Various accents pose a problem to automated speech recognition software. If accents can be more easily detected, different spoken language models can be applied to speech recognition software to make for a more correct interpretation of spoken language.
In this tutorial, we describe our exploration of Cambridge University’s Hidden Markov Model Toolkit as a tool to use for spoken accent prediction. We explore the classification of the pronunciation of the word ”security” as spoken by native English and native Spanish speakers.
The website for HTK can be found here. The HTK developers require that you register for a username and password through their site before downloading their software. After registering, visit the downloads page and download the HTK source code (available as a tarball). It is also useful to download the HTKBook as a PDF (available on the downloads page, below the software). If you do not wish to download the book, you can view the book online after registering.
Northwestern University’s Online Speech/Corpora Archive and Analysis Resource (OSCAAR) is a collection of speech recordings from speakers with different backgrounds, assembled from various datasets.

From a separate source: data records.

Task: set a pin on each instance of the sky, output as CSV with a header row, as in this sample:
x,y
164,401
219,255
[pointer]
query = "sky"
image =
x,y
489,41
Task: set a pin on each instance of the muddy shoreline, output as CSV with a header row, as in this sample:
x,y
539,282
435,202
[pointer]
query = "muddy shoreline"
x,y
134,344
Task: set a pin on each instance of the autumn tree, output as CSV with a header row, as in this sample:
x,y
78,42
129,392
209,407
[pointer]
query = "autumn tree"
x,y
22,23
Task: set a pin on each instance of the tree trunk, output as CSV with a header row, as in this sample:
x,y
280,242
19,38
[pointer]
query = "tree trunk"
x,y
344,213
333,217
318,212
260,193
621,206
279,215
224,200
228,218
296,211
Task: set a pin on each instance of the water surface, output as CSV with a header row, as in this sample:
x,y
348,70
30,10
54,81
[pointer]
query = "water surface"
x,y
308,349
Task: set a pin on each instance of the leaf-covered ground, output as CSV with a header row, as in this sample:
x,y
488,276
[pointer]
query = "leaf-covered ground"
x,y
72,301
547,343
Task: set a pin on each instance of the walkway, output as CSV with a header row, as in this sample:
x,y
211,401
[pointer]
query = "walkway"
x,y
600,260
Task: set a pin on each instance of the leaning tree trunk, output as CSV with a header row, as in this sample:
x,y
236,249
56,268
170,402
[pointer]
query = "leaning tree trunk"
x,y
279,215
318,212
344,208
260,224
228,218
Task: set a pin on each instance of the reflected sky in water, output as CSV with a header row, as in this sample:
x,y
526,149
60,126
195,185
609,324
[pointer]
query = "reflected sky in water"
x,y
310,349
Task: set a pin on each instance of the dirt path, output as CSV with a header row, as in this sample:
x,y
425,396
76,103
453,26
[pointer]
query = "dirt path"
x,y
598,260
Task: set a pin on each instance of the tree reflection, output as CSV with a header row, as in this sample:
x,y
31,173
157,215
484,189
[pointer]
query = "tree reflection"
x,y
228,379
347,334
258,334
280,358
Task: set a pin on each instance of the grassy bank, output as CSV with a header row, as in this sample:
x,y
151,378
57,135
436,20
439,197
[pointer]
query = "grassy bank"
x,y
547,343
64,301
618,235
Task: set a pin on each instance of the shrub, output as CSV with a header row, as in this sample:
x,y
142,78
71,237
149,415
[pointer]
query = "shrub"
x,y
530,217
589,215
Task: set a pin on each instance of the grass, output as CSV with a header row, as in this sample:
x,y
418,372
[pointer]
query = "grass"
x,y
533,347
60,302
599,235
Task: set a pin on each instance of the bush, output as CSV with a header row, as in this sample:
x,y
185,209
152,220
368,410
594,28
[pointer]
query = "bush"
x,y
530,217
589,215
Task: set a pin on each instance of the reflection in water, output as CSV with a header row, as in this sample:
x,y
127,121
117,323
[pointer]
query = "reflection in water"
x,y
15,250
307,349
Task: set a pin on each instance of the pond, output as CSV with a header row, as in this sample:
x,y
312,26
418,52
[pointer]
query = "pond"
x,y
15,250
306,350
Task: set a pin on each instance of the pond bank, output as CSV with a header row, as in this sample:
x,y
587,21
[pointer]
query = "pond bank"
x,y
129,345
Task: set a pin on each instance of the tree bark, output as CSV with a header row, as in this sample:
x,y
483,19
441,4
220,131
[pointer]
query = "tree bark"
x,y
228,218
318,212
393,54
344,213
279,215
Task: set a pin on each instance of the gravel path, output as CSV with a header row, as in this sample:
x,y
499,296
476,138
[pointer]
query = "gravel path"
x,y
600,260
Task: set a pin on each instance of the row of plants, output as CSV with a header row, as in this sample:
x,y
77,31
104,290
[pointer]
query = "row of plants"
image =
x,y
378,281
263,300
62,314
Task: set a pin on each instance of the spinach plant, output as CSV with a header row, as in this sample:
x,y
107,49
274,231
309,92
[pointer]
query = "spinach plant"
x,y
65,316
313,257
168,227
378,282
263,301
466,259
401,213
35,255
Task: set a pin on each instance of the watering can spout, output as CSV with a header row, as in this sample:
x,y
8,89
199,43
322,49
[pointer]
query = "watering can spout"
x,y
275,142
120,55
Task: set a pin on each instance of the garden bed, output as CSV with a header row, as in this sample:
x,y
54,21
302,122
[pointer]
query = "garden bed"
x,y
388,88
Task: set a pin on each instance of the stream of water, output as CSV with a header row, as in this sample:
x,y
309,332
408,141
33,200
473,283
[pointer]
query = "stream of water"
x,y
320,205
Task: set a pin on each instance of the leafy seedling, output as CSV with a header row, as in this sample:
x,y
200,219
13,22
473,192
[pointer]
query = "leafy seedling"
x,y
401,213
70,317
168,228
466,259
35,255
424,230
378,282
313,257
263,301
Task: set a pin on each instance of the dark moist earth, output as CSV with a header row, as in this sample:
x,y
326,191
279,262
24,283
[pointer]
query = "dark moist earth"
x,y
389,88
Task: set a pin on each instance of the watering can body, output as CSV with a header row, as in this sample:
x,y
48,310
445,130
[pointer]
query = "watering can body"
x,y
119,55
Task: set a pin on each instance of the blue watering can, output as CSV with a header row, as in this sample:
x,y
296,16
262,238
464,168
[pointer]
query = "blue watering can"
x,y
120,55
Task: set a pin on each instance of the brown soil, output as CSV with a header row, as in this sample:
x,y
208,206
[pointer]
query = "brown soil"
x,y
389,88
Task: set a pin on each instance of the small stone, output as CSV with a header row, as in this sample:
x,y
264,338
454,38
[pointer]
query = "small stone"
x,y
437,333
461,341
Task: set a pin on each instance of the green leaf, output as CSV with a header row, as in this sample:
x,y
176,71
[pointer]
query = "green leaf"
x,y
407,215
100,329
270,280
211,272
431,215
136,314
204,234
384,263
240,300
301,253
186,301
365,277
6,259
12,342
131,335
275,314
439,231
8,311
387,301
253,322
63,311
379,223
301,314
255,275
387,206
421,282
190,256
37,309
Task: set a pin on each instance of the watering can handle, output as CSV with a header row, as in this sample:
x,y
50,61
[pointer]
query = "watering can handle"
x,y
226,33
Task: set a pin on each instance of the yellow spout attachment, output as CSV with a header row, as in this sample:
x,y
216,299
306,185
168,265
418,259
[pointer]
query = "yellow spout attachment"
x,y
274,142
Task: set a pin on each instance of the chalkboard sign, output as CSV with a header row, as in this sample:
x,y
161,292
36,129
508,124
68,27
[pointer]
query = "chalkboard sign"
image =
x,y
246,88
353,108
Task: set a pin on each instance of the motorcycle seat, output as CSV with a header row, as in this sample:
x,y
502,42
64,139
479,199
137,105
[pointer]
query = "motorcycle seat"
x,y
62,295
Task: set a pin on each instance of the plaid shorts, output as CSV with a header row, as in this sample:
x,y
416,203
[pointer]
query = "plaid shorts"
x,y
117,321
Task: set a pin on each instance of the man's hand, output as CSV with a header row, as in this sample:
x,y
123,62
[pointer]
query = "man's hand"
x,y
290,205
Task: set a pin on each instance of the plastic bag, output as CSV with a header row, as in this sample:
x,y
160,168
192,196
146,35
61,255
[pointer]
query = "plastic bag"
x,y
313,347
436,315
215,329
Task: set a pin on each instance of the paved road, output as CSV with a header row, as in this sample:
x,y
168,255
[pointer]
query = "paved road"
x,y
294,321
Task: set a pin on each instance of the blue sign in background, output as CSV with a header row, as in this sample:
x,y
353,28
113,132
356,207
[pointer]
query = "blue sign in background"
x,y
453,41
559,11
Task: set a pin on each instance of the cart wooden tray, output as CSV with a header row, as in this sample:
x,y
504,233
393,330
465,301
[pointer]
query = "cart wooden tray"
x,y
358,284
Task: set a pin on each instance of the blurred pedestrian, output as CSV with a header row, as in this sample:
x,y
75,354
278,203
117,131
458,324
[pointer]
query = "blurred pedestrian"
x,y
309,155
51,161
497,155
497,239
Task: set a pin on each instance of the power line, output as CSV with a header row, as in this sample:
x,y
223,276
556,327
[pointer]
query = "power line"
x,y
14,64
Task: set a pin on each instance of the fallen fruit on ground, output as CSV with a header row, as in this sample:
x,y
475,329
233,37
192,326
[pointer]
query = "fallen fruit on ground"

The dataset that we found most appropriate for our goal of accent detection and classification is the ALLSTAR dataset from the Speech and Communication Research Group at Northwestern University.
It is possible to record one’s own audio for this classification using HSLab. For those like us who already have a dataset and will not use the recording features of HSLab, you can use a configuration file to change the anticipated input format to the program.
HSLab allowed us to label the boundaries between words and the silence around them in each .wav file. With all important sections of the .wav file labeled, a .lab file for each clip was created.
The .wav files themselves cannot be analyzed using HTK, so we used HCopy to convert the original .wav files into .mfcc files. The .mfcc files, which each contain a set of vector representations of the sound signal, can be analyzed. Each 25ms segment is represented by a vector of acoustical coefficients, which provides a description of that segment’s spectral properties.
Training is the process of estimating the parameters of the HMMs by using labelled sound examples. To start, we initialize each HMM with the HTK tool HInit, which time-aligns the training data with a Viterbi algorithm.
Then we train the models by using HRest on each HMM until convergence. HRest uses Baum-Welch parameter re-estimation to perform one re-estimation iteration on an input HMM, producing a new HMM.
Once you have created HMMs for each of the accents you’ll be including in your test sample, you’re ready to define the task. The first step in defining the task is creating a grammar, which contains the syntactic structure of examples to be tested.
The tool used to run the new test sample (MFCC file) through the network is HVite.